In a long-awaited ruling, a Michigan appeals court today said that the font size on a petition to overturn state Republicans’ souped-up emergency manager law is too small, but that the referendum should go on the ballot anyway. The court wrote, in an essence, that the statutes require them to consider that the people circulating the petition tried to comply substantially with the requirements, and thus their signatures on it should count.

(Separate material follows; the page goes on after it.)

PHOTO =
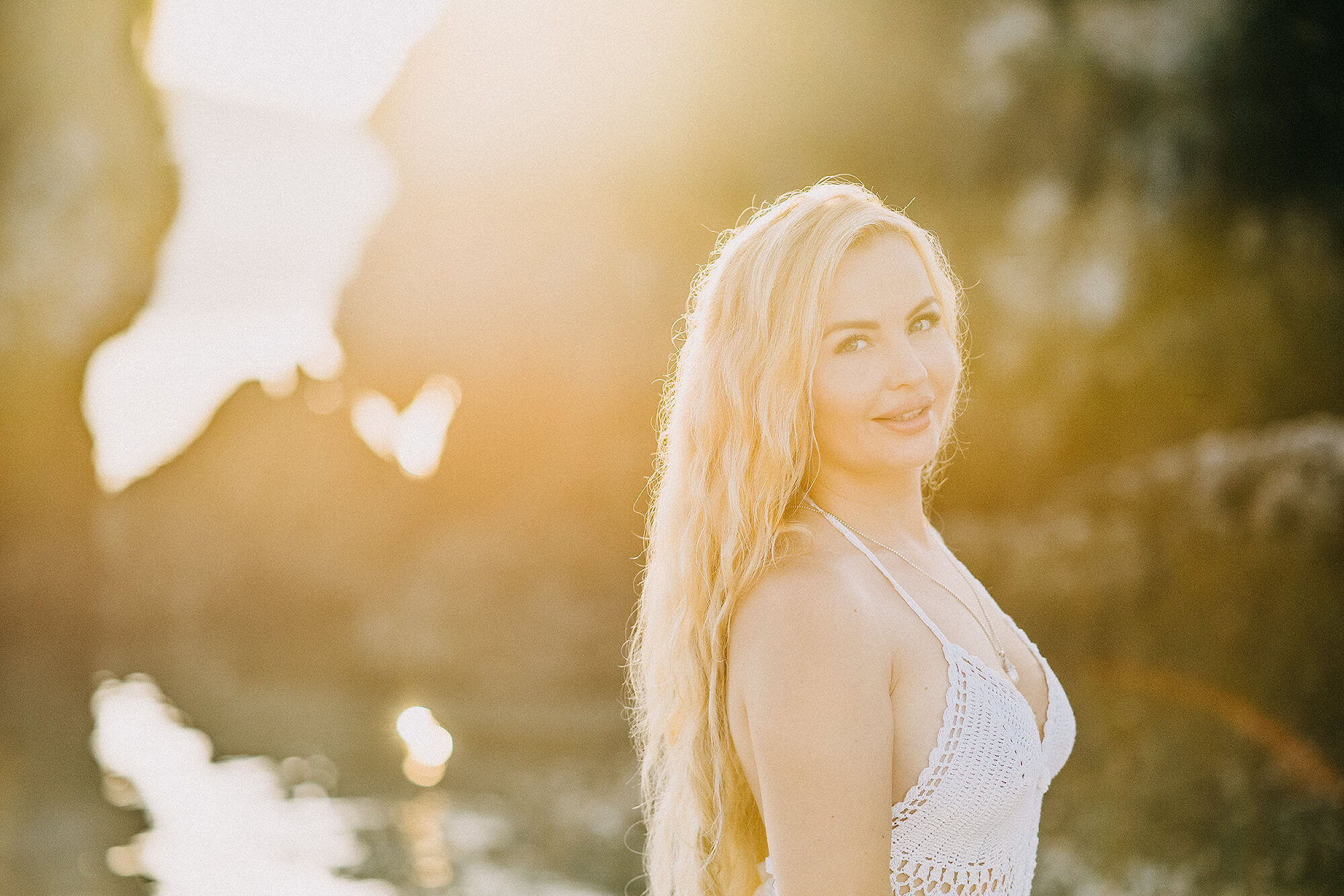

That’s weird part number one. Weird part number two is that the court then stayed its own ruling so it can poll all 28 members of the appeals court on whether to form a special seven-member panel to consider the case. Eclectablog, a Democratic activist and blogger, calls it a stalling move. He writes:
This delays even further any final ruling. By doing this, they reduce the amount of time opponents of PA 4 will have to get out the vote for the cause and, conceivably could delay a ruling for so long that it might be too late to get on the ballot no matter what the ruling. Keep in mind that, no matter what the final decision is, it will likely go to the state supreme court.
And it’s true that this matter is dragging on. The hyper-partisan Board of State Canvassers, with its competing conflicts of interest, deadlocked on the petitions back on April 26. The appeals court heard the case on May 17, and folks expected a decision within a week or so. The referendum would go on the November ballot, and at this point every week counts.